Another example of bud mutation giving rise to a chimaera is the scarlet rose Paul Krampel which when eight years old gave pink and crimson bud sports on the same plant. Probably the new form had arisen as a chimaera of old and new types and was giving the older pigment types by reassortment of tissues.

The largest scale of bud mutation ever invoked in plants perhaps is that by which double Moss Roses, with resinous hairs on the fruit, according to Hurst, came from the Cabbage Roses during the eighteenth century. Over sixty clonal varieties are known. All of these are sexually sterile and several of them have been known to revert in cultivation to the Cabbage Rose type. Again, therefore, these mutations may have existed as unstable chimaeras. The precise internal and external conditions of bud-mutation evidently deserve special study in Rosa.

Stocks. In ancient times the two main groups of roses, gallica in Europe, odorata in China, could be readily propagated by suckers or cuttings.
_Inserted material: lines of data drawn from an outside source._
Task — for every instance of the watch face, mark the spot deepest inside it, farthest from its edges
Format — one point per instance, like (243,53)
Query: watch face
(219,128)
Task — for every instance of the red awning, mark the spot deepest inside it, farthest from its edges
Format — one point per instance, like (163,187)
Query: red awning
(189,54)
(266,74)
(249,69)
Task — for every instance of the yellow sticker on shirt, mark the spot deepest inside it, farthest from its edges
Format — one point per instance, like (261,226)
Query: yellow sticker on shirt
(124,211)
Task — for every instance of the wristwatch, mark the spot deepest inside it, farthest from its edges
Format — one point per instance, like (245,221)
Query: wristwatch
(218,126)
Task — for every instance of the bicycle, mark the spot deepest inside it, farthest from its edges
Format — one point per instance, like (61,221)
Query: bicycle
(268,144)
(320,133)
Grafting experiments were no doubt attempted, but it was only when new gallica forms arose in the Middle Ages which were difficult to multiply directly, that gardeners would resort to using the borrowed roots of older garden forms without such a defect.

Suitable stocks were no doubt selected in this way by nurseries during the eighteenth century. At this time, too, pentaploid Caninae roses began to be used, having the advantage that they could be gathered as wild seedlings. In the nineteenth century three new groups of roses began to be grown and even bred for stocks: (i) the recently introduced diploid species, multiflora and rugosa; (ii) selections from their hybrid progeny; and (iii) established garden varieties such as manetti, a supposed Noisette raised in 1837. The last included not only diploids but also triploids, and tetraploids: differences of chromosome number proved to be no barrier to grafting.
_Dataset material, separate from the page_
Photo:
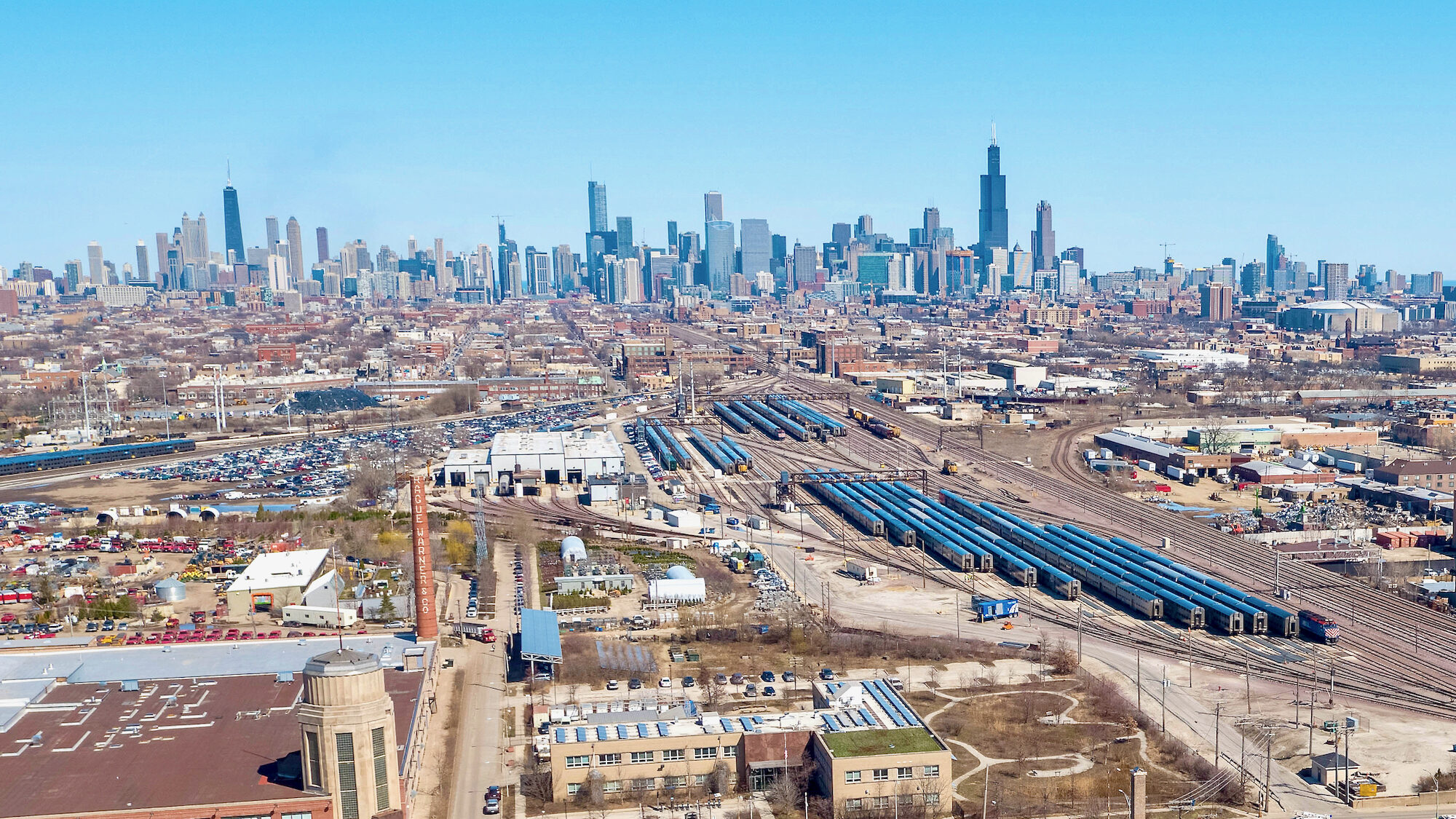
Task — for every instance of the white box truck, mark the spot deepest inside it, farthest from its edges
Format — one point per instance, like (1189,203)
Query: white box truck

Conclusion. The garden roses have been derived not from the hexaploids and octoploids but entirely from the lower-numbered species. The largest section of the genus, the Cinnamomeae, which contains the greatest development of polyploidy, has taken no part in the great programme of Table 21. What garden forms it has produced came by mutation and hybridization from its diploid species, rugosa and cinnamomea.

Moreover, such increases of chromosome number as have occurred have been solely to raise the progeny of these crosses to a uniform tetraploid level. Higher polyploids must certainly have arisen in the course of these innumerable crossings, as they have in Narcissus. But they have evidently been rejected by breeders. It is at the tetraploid level that interspecific hybridisation has been able to release the great diversity that we now see. It has worked largely by recombination but partly also by the selection of instability. And its future possibilities for the genus are still beyond estimation.